In the midst of all of it I suddenly flashed back to six years ago, to the brief year in which I lived alone in Venice. Memories of going to bed alone in my little apartment flickered through my mind like a movie reel: me locking the door at night, brushing my teeth and climbing into bed all alone. And then waking up alone, stretching beneath the sheets and pushing my way out of bed on my terms, speaking to no one except the cats as I washed my face, made coffee, opened the deck doors to the morning sunshine.
Sometimes all of it was a little lonely, but mostly it was peaceful.

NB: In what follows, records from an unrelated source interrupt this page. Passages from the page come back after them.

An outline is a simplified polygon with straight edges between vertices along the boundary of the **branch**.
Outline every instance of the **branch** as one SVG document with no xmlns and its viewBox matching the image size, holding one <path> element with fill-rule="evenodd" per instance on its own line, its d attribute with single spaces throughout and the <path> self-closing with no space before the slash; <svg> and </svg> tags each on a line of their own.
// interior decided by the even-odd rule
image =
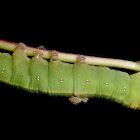
<svg viewBox="0 0 140 140">
<path fill-rule="evenodd" d="M 16 43 L 0 40 L 0 49 L 14 51 L 16 45 L 17 45 Z M 46 49 L 27 46 L 26 54 L 27 56 L 33 56 L 33 52 L 37 50 L 43 54 L 42 58 L 50 59 L 51 51 Z M 79 54 L 58 52 L 59 59 L 64 62 L 75 63 L 77 61 L 77 56 L 79 56 Z M 85 56 L 85 59 L 86 59 L 85 60 L 86 63 L 90 65 L 117 67 L 117 68 L 124 68 L 124 69 L 129 69 L 134 71 L 140 71 L 140 63 L 138 62 L 121 60 L 121 59 L 102 58 L 102 57 L 95 57 L 95 56 Z"/>
</svg>

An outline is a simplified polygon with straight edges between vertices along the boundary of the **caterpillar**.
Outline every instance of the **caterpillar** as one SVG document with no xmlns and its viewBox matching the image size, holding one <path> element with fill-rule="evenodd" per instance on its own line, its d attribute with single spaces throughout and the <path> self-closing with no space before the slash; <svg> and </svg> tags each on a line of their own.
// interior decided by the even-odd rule
<svg viewBox="0 0 140 140">
<path fill-rule="evenodd" d="M 73 104 L 87 103 L 88 98 L 100 97 L 140 109 L 139 63 L 103 58 L 96 61 L 101 64 L 97 66 L 95 60 L 98 58 L 57 51 L 47 51 L 45 54 L 43 49 L 3 40 L 0 40 L 0 48 L 14 51 L 12 55 L 0 53 L 0 82 L 31 93 L 69 97 Z M 91 65 L 93 62 L 96 66 Z M 120 67 L 138 72 L 129 75 L 105 66 L 119 67 L 116 62 Z"/>
</svg>

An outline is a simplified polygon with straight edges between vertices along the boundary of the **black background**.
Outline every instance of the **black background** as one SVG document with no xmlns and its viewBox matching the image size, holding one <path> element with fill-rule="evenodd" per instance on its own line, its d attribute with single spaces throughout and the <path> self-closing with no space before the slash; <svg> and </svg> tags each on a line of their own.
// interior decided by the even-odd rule
<svg viewBox="0 0 140 140">
<path fill-rule="evenodd" d="M 132 12 L 131 8 L 113 10 L 114 7 L 102 11 L 82 8 L 65 12 L 66 9 L 59 9 L 59 13 L 46 9 L 41 14 L 38 11 L 20 13 L 21 9 L 17 9 L 18 14 L 8 13 L 0 23 L 0 39 L 33 47 L 43 45 L 49 50 L 68 53 L 140 61 L 137 11 Z M 27 118 L 32 115 L 39 119 L 50 116 L 57 121 L 76 114 L 92 118 L 99 114 L 102 117 L 138 112 L 104 99 L 90 99 L 87 104 L 75 106 L 65 97 L 30 94 L 4 84 L 0 88 L 1 107 L 10 116 L 17 114 Z"/>
</svg>

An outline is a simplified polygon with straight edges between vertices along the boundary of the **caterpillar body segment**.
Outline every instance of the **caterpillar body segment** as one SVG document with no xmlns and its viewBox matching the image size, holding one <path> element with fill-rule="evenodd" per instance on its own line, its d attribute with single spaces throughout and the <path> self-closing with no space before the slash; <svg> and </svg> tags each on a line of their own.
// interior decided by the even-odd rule
<svg viewBox="0 0 140 140">
<path fill-rule="evenodd" d="M 102 97 L 140 109 L 140 72 L 128 75 L 108 67 L 91 66 L 84 56 L 74 64 L 62 62 L 56 51 L 48 62 L 38 51 L 31 59 L 26 46 L 19 44 L 13 55 L 0 53 L 0 81 L 50 96 L 66 96 L 74 103 Z"/>
</svg>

The thing that I do know is that I could have ever anticipated that just a few short years later my life would be so full. That my bed would be crowded with little girls and cats and a husband, that my heart would be constantly on the verge of drowning in so much love. It actually scares me to think about how quickly things change. Yesterday I was sorting baby clothes, putting away all of the little outfits that Juliette has outgrown already, and doing so with a lump in my throat, knowing that we’re already edging past babyhood, that we’re not going to do this again. We’ve decided that we’re done having kids, a decision I feel good about, but yesterday folding those clothes I felt sad and nostaligic.

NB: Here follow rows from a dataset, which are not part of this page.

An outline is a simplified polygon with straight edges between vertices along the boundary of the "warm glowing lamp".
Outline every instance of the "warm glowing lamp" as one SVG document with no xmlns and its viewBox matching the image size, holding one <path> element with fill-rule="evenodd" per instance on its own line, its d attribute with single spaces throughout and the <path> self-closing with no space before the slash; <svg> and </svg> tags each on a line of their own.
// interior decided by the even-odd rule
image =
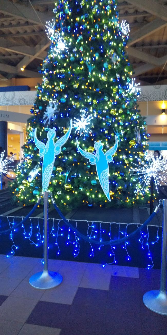
<svg viewBox="0 0 167 335">
<path fill-rule="evenodd" d="M 165 104 L 164 102 L 163 101 L 162 104 L 162 114 L 165 114 Z"/>
</svg>

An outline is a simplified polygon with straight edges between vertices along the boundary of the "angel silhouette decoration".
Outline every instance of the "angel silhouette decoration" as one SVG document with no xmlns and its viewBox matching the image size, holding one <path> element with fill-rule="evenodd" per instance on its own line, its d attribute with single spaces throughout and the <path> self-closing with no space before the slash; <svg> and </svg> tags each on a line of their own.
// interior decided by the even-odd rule
<svg viewBox="0 0 167 335">
<path fill-rule="evenodd" d="M 56 136 L 54 127 L 50 128 L 47 134 L 48 140 L 45 144 L 38 139 L 36 136 L 37 128 L 34 132 L 34 141 L 37 148 L 39 149 L 39 154 L 43 157 L 42 170 L 42 186 L 43 192 L 47 191 L 50 180 L 53 171 L 55 160 L 55 156 L 59 155 L 61 151 L 61 147 L 67 141 L 71 133 L 72 121 L 71 119 L 69 129 L 65 135 L 59 138 L 55 143 L 54 138 Z"/>
<path fill-rule="evenodd" d="M 84 157 L 88 158 L 91 164 L 96 164 L 96 172 L 99 180 L 103 190 L 109 201 L 111 201 L 109 184 L 109 163 L 113 160 L 113 155 L 116 152 L 118 146 L 118 139 L 115 135 L 115 144 L 105 153 L 103 152 L 103 144 L 101 141 L 95 141 L 94 147 L 96 150 L 95 155 L 81 149 L 76 140 L 76 145 L 79 152 Z"/>
</svg>

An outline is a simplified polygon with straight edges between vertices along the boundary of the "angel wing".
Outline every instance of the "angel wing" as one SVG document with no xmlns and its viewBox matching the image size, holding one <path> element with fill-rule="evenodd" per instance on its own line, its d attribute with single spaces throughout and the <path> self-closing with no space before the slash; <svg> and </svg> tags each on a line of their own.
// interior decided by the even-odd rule
<svg viewBox="0 0 167 335">
<path fill-rule="evenodd" d="M 76 140 L 76 146 L 79 152 L 82 155 L 82 156 L 83 156 L 86 158 L 88 158 L 89 160 L 90 163 L 92 165 L 96 164 L 96 160 L 95 155 L 94 155 L 93 153 L 92 153 L 91 152 L 88 152 L 87 151 L 85 151 L 84 150 L 82 150 L 80 148 L 79 145 L 77 140 Z"/>
<path fill-rule="evenodd" d="M 65 135 L 62 137 L 59 138 L 54 144 L 54 153 L 55 155 L 58 155 L 60 153 L 61 150 L 61 147 L 66 142 L 71 133 L 72 125 L 72 120 L 71 119 L 69 125 L 69 129 Z"/>
<path fill-rule="evenodd" d="M 37 138 L 36 136 L 37 130 L 37 128 L 35 128 L 34 132 L 34 141 L 36 147 L 39 149 L 39 156 L 42 157 L 44 155 L 46 146 L 44 143 L 43 143 L 43 142 L 41 142 L 40 141 L 39 141 Z"/>
<path fill-rule="evenodd" d="M 108 162 L 109 162 L 109 163 L 112 161 L 113 160 L 113 156 L 115 153 L 115 152 L 116 152 L 117 150 L 118 144 L 118 138 L 116 135 L 115 135 L 115 144 L 113 147 L 112 147 L 112 148 L 109 149 L 105 154 L 106 160 Z"/>
</svg>

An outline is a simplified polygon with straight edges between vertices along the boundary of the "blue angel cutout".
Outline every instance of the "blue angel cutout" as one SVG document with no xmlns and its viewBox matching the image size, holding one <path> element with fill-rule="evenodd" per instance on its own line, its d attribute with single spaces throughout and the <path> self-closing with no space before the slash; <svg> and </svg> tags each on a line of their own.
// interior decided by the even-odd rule
<svg viewBox="0 0 167 335">
<path fill-rule="evenodd" d="M 76 140 L 76 145 L 79 152 L 84 157 L 88 158 L 92 165 L 96 164 L 96 172 L 99 180 L 103 190 L 109 201 L 111 201 L 109 184 L 109 163 L 113 160 L 113 156 L 116 152 L 118 146 L 118 141 L 115 135 L 115 144 L 105 153 L 103 151 L 103 144 L 101 141 L 95 141 L 94 147 L 96 150 L 95 155 L 80 148 Z"/>
<path fill-rule="evenodd" d="M 54 127 L 52 129 L 50 128 L 49 129 L 47 134 L 48 140 L 46 144 L 38 139 L 36 136 L 37 128 L 35 128 L 35 144 L 37 148 L 39 149 L 39 156 L 43 157 L 42 170 L 42 186 L 43 192 L 47 191 L 55 160 L 55 155 L 58 155 L 60 153 L 62 146 L 68 140 L 71 133 L 72 124 L 72 121 L 71 119 L 68 131 L 65 135 L 59 138 L 55 143 L 54 141 L 56 136 Z"/>
</svg>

These girls are going to grow up so quickly. They’ll be pushing away from us before we know it and it’s going to break my heart a million times over. Yesterday I remembered a moment standing in my college dorm room with my mother. I watched her surveying the room, my clothes hanging in the closet, my little bunk bed all made up for my first night as a college student. My baby, she whispered, and I rolled my eyes.

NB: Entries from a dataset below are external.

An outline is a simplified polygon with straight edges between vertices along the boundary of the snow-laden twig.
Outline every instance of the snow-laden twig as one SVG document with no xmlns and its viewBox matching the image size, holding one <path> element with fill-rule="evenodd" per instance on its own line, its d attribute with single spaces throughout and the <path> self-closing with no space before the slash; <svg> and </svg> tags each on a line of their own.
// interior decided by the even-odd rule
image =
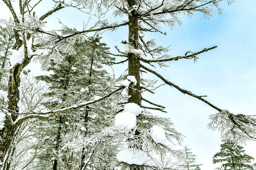
<svg viewBox="0 0 256 170">
<path fill-rule="evenodd" d="M 216 48 L 217 48 L 217 46 L 215 46 L 208 48 L 205 48 L 200 51 L 194 52 L 192 54 L 188 55 L 185 55 L 183 56 L 177 56 L 175 57 L 169 58 L 164 59 L 156 59 L 156 60 L 146 60 L 144 59 L 140 59 L 140 60 L 143 62 L 145 62 L 147 63 L 149 63 L 151 62 L 165 62 L 165 61 L 173 61 L 173 60 L 177 61 L 178 60 L 182 59 L 194 59 L 194 58 L 197 58 L 197 55 L 198 54 L 201 54 L 204 52 L 207 52 L 209 50 L 211 50 Z"/>
<path fill-rule="evenodd" d="M 23 118 L 21 118 L 20 119 L 18 119 L 17 121 L 16 121 L 15 125 L 16 126 L 18 126 L 19 125 L 20 125 L 21 123 L 23 122 L 24 121 L 27 119 L 30 119 L 37 118 L 37 119 L 47 119 L 49 117 L 53 116 L 53 115 L 55 115 L 56 113 L 62 113 L 62 112 L 64 112 L 67 111 L 73 110 L 75 109 L 83 107 L 84 106 L 88 106 L 89 105 L 93 104 L 97 102 L 100 102 L 103 99 L 108 98 L 109 97 L 111 96 L 112 94 L 114 94 L 114 93 L 120 90 L 123 89 L 125 88 L 125 86 L 120 87 L 118 89 L 112 91 L 112 92 L 109 93 L 109 94 L 106 95 L 105 96 L 101 97 L 99 99 L 94 99 L 94 100 L 90 101 L 82 102 L 79 104 L 74 105 L 73 105 L 68 107 L 64 108 L 63 109 L 58 109 L 55 110 L 46 110 L 46 111 L 41 111 L 41 112 L 32 112 L 31 113 L 29 113 L 29 114 L 30 114 L 30 115 L 26 116 Z M 42 114 L 44 115 L 42 115 Z"/>
<path fill-rule="evenodd" d="M 182 92 L 183 94 L 187 94 L 188 95 L 189 95 L 190 96 L 195 97 L 195 98 L 197 98 L 197 99 L 198 99 L 204 102 L 205 103 L 206 103 L 206 104 L 207 104 L 208 105 L 209 105 L 209 106 L 210 106 L 212 108 L 217 110 L 219 111 L 221 111 L 222 110 L 221 109 L 220 109 L 219 108 L 218 108 L 218 107 L 214 105 L 213 104 L 211 104 L 209 102 L 208 102 L 208 101 L 207 101 L 206 100 L 205 100 L 205 99 L 204 99 L 204 98 L 202 98 L 202 97 L 206 97 L 206 96 L 198 96 L 197 95 L 194 94 L 192 94 L 192 93 L 191 93 L 191 92 L 190 92 L 190 91 L 188 91 L 187 90 L 182 89 L 182 88 L 180 88 L 180 87 L 179 87 L 178 85 L 175 85 L 174 84 L 171 82 L 170 81 L 167 80 L 166 79 L 165 79 L 165 77 L 164 77 L 162 76 L 161 76 L 159 74 L 157 73 L 156 71 L 152 70 L 152 69 L 147 68 L 147 67 L 143 66 L 143 65 L 141 65 L 140 67 L 146 70 L 146 71 L 149 71 L 149 72 L 153 73 L 153 74 L 155 75 L 157 77 L 158 77 L 161 79 L 162 79 L 162 80 L 163 80 L 166 84 L 168 85 L 170 85 L 171 86 L 174 87 L 175 88 L 176 88 L 177 90 L 179 90 L 180 92 Z"/>
<path fill-rule="evenodd" d="M 235 115 L 227 110 L 210 116 L 209 128 L 221 132 L 224 139 L 233 139 L 245 143 L 256 140 L 256 115 Z"/>
</svg>

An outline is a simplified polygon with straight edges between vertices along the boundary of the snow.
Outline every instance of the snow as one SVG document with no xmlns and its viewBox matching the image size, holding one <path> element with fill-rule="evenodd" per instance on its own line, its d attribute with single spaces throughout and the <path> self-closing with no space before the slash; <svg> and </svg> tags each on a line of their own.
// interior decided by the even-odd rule
<svg viewBox="0 0 256 170">
<path fill-rule="evenodd" d="M 136 116 L 141 113 L 141 108 L 138 105 L 134 103 L 126 104 L 124 109 L 124 111 L 133 113 Z"/>
<path fill-rule="evenodd" d="M 127 148 L 118 153 L 117 159 L 120 162 L 126 162 L 129 165 L 141 165 L 146 162 L 147 155 L 142 150 Z"/>
<path fill-rule="evenodd" d="M 119 83 L 124 86 L 129 86 L 129 85 L 130 85 L 130 83 L 131 83 L 131 82 L 128 80 L 124 80 L 121 81 Z"/>
<path fill-rule="evenodd" d="M 13 54 L 10 57 L 10 68 L 12 68 L 15 64 L 21 62 L 24 60 L 24 46 L 22 45 L 18 51 L 13 51 Z"/>
<path fill-rule="evenodd" d="M 33 54 L 33 52 L 31 50 L 32 39 L 29 40 L 29 41 L 26 40 L 26 42 L 27 49 L 27 56 L 28 58 L 30 58 L 31 55 Z M 20 63 L 24 60 L 24 45 L 22 45 L 18 51 L 13 50 L 13 54 L 10 57 L 10 68 L 12 68 L 15 64 Z"/>
<path fill-rule="evenodd" d="M 97 100 L 101 99 L 102 98 L 102 97 L 101 97 L 101 96 L 94 96 L 94 100 Z"/>
<path fill-rule="evenodd" d="M 85 127 L 81 127 L 80 128 L 82 131 L 85 131 L 86 130 L 86 129 L 85 128 Z"/>
<path fill-rule="evenodd" d="M 19 75 L 19 78 L 20 79 L 20 83 L 19 84 L 19 86 L 18 87 L 18 92 L 19 93 L 19 101 L 18 101 L 18 106 L 19 108 L 18 110 L 18 113 L 21 113 L 21 99 L 22 98 L 22 76 L 23 76 L 23 72 L 22 71 Z"/>
<path fill-rule="evenodd" d="M 132 113 L 124 111 L 116 115 L 115 126 L 121 126 L 130 129 L 136 126 L 136 116 Z"/>
<path fill-rule="evenodd" d="M 151 129 L 152 130 L 151 137 L 156 143 L 161 143 L 166 140 L 165 130 L 157 126 L 153 126 Z"/>
<path fill-rule="evenodd" d="M 125 76 L 127 73 L 125 73 L 125 71 L 122 74 L 122 76 Z M 123 75 L 124 76 L 123 76 Z M 123 85 L 124 86 L 128 86 L 129 85 L 130 85 L 130 84 L 132 82 L 134 84 L 134 85 L 136 85 L 136 84 L 137 84 L 137 81 L 136 80 L 136 79 L 135 78 L 135 76 L 127 76 L 127 79 L 121 81 L 119 84 Z"/>
<path fill-rule="evenodd" d="M 121 75 L 121 77 L 123 77 L 123 76 L 128 76 L 128 70 L 126 70 L 126 71 L 125 71 L 123 72 L 123 73 L 122 73 L 122 75 Z"/>
<path fill-rule="evenodd" d="M 3 96 L 4 98 L 7 99 L 7 96 L 8 96 L 8 93 L 7 93 L 7 92 L 5 92 L 5 91 L 0 90 L 0 95 Z"/>
<path fill-rule="evenodd" d="M 136 84 L 137 84 L 137 80 L 136 80 L 136 79 L 135 78 L 135 76 L 127 76 L 127 79 L 131 82 L 133 83 L 134 85 L 136 85 Z"/>
<path fill-rule="evenodd" d="M 41 113 L 47 113 L 47 112 L 50 112 L 51 111 L 50 110 L 42 110 L 40 111 Z"/>
</svg>

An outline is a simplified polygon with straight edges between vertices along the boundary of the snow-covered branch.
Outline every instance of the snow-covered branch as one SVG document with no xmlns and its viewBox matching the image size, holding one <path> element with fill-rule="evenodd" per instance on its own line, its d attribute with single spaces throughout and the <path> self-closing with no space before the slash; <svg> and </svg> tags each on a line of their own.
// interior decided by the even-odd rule
<svg viewBox="0 0 256 170">
<path fill-rule="evenodd" d="M 165 62 L 165 61 L 177 61 L 178 60 L 182 59 L 196 59 L 197 58 L 197 55 L 201 54 L 203 52 L 207 52 L 209 50 L 211 50 L 212 49 L 214 49 L 215 48 L 217 48 L 217 46 L 215 46 L 212 47 L 208 48 L 204 48 L 202 50 L 201 50 L 200 51 L 196 52 L 193 52 L 192 54 L 188 55 L 187 55 L 187 52 L 183 56 L 177 56 L 173 58 L 168 58 L 167 59 L 156 59 L 156 60 L 146 60 L 144 59 L 140 59 L 140 60 L 141 60 L 142 61 L 145 62 L 147 63 L 149 63 L 151 62 Z"/>
<path fill-rule="evenodd" d="M 40 112 L 33 112 L 32 113 L 30 113 L 31 114 L 32 113 L 32 114 L 30 114 L 28 116 L 26 116 L 17 120 L 16 121 L 15 126 L 18 126 L 19 125 L 20 125 L 21 123 L 23 122 L 24 121 L 27 120 L 28 119 L 37 118 L 37 119 L 41 119 L 45 120 L 45 119 L 48 119 L 49 118 L 53 116 L 53 115 L 55 115 L 56 113 L 62 113 L 62 112 L 64 112 L 67 111 L 73 110 L 75 109 L 79 109 L 82 107 L 83 107 L 89 105 L 90 104 L 95 103 L 97 102 L 100 102 L 103 99 L 105 99 L 106 98 L 109 97 L 112 94 L 124 89 L 125 88 L 125 86 L 120 87 L 118 89 L 109 93 L 103 97 L 101 97 L 99 99 L 94 99 L 94 100 L 90 101 L 82 102 L 79 104 L 75 104 L 75 105 L 74 105 L 68 107 L 66 107 L 63 109 L 58 109 L 55 110 L 41 110 Z M 50 115 L 47 115 L 49 114 L 50 114 Z"/>
<path fill-rule="evenodd" d="M 217 110 L 219 111 L 221 111 L 221 110 L 222 110 L 221 109 L 220 109 L 219 108 L 218 108 L 218 107 L 214 105 L 213 104 L 211 104 L 209 102 L 207 101 L 206 100 L 205 100 L 205 99 L 204 99 L 204 98 L 202 98 L 202 97 L 206 97 L 206 96 L 198 96 L 198 95 L 195 95 L 195 94 L 192 94 L 192 93 L 191 93 L 191 92 L 190 92 L 190 91 L 188 91 L 187 90 L 182 89 L 182 88 L 180 88 L 180 87 L 179 87 L 178 85 L 177 85 L 174 84 L 174 83 L 171 82 L 170 81 L 167 80 L 166 79 L 165 79 L 163 76 L 162 76 L 161 75 L 160 75 L 160 74 L 157 73 L 156 71 L 152 70 L 152 69 L 147 68 L 147 67 L 143 66 L 143 65 L 141 65 L 140 67 L 142 68 L 145 69 L 147 71 L 149 71 L 149 72 L 154 74 L 154 75 L 156 76 L 157 77 L 160 78 L 161 79 L 162 79 L 162 80 L 163 80 L 166 84 L 168 85 L 170 85 L 171 86 L 174 87 L 175 88 L 176 88 L 177 90 L 178 90 L 179 91 L 180 91 L 181 92 L 182 92 L 183 94 L 187 94 L 188 95 L 189 95 L 190 96 L 191 96 L 195 97 L 195 98 L 197 98 L 198 99 L 199 99 L 200 100 L 204 102 L 205 103 L 206 103 L 206 104 L 207 104 L 208 105 L 209 105 L 209 106 L 210 106 L 212 108 Z"/>
<path fill-rule="evenodd" d="M 234 114 L 227 110 L 210 116 L 208 127 L 218 130 L 224 139 L 232 138 L 240 142 L 256 140 L 256 115 Z"/>
</svg>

But now I understand her emotion so well that it brings tears to my eyes.
There’s that over-used saying floating around out there about how having children is like wearing your heart on the outside of your body, and it’s true. Last night I put the girls to bed, Jules asleep in my arms as I read to Vera, and then Vera falling asleep holding her sister’s hand, and then me there in bed with both of them asleep on me, and it felt like I could literally look down and see my heart, my big, full, beating heart, no longer safely inside of me, but right there on my lap wearing Dora pajamas. Motherhood is easily the most terrifying thing I’ve ever experienced, forking my entire existence over in this way, all of it now tied to these girls and their well-being.
I just didn’t know it would be like this. As a well-loved child you grow up so carelessly, none of us quite having any idea what our parents have done for us, how much they’ve given up and sacrificed and how vulnerable they’ve made themselves, until we become parents ourselves and do the same. I see it in the ease and bravado with which Veronica walks through this world. I know that can only come from all the love and attention we pour into her. It’s both amazing and heartbreaking to witness.
In my head, when I return to that moment in my college dorm room with my mother, I wish so much that I had gone to her and hugged her, that I’d let her pull me close and feel, for just a moment, that I was still her baby.
But I didn’t. I rolled my eyes, impatient to get on with my new and exciting life.
Just as Veronica and Juliette will do with me one day.
And then I’ll watch them walk out some door, my whole heart going with them.
And I’ll know, even then, that this is exactly what life is about.